Question
What does it mean that strength of relationships varies?
Quick Answer
Not all connections are equally strong — quantifying strength improves your model.
Not all connections are equally strong — quantifying strength improves your model.
Example: In 1973, Mark Granovetter surveyed 282 men in the Boston area about how they found their jobs. The result upended conventional thinking about relationships. Most job leads didn't come from close friends or family — the people with the strongest ties to the job seeker. They came from acquaintances: people the job seeker saw occasionally or rarely. Granovetter called this 'the strength of weak ties.' The finding wasn't that weak ties are better than strong ties in some absolute sense. It was that the strength of a tie determines what it can do for you. Strong ties provide emotional support, trust, and reliability.
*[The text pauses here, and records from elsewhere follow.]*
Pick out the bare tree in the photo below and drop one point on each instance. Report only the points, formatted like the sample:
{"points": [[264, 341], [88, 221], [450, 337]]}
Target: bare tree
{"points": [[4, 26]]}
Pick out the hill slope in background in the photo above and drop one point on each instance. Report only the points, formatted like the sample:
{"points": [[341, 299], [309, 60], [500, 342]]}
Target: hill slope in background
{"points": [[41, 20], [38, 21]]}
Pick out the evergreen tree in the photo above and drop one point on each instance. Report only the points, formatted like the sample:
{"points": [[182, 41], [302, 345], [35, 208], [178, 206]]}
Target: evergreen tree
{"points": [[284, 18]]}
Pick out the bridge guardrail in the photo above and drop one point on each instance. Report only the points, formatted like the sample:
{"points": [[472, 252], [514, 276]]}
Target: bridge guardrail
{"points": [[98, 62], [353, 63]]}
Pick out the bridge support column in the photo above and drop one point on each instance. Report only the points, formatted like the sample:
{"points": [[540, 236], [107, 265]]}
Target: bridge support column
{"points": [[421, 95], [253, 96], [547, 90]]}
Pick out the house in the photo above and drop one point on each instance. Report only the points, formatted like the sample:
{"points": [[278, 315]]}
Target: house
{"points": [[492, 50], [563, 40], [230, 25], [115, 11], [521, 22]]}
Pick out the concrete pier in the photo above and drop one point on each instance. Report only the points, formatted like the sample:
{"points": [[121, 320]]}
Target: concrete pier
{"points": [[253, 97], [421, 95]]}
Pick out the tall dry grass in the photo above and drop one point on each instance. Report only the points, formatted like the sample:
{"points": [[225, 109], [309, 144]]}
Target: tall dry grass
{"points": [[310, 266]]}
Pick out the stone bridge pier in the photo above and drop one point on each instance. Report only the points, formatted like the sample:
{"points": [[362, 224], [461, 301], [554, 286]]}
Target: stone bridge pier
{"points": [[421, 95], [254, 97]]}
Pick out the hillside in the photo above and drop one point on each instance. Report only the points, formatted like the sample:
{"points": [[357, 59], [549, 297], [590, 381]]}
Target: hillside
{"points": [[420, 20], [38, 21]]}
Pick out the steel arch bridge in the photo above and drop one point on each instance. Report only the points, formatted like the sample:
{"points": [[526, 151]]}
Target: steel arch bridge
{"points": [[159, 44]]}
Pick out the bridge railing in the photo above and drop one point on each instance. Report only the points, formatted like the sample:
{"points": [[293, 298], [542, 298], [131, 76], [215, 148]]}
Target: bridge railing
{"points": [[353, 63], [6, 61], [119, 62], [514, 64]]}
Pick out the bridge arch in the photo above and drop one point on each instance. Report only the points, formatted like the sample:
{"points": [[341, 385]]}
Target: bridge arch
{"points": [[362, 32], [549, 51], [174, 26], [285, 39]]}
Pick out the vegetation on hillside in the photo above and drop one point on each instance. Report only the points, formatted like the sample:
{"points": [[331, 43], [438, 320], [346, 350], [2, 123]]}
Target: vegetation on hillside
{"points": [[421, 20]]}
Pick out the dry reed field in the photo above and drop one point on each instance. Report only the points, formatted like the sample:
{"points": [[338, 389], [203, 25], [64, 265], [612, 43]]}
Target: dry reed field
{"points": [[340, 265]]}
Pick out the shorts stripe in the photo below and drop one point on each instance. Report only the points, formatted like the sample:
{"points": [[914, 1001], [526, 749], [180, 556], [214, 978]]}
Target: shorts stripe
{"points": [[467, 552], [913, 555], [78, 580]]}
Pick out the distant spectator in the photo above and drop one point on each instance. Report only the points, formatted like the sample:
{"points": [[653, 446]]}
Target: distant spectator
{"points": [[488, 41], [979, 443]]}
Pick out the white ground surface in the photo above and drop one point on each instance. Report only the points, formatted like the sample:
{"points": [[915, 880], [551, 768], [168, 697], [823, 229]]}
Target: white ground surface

Weak ties provide novel information, bridge access to distant clusters, and exposure to opportunities your close circle would never surface. A relationship map that treats all connections as equal misses this entirely. It's the difference between knowing you have 500 LinkedIn connections and knowing which 12 of those connections actually move information that matters to your career.
Try this: Pick a domain where you maintain relationships — your professional network, your knowledge base, your project dependencies, your personal contacts. List ten relationships in that domain. Now assign each one a strength score from 1 (weakest) to 5 (strongest) based on explicit criteria you define. For social relationships, Granovetter suggested four dimensions: time invested, emotional intensity, mutual confiding, and reciprocal services. For knowledge relationships, you might use: frequency of reference, confidence in the connection, depth of evidence, and practical impact. After scoring, identify: (1) the strongest relationship that you've been underinvesting in, (2) the weakest relationship that might be a valuable bridge to new information, and (3) two relationships whose strength you assumed was equal but that your scoring reveals are quite different.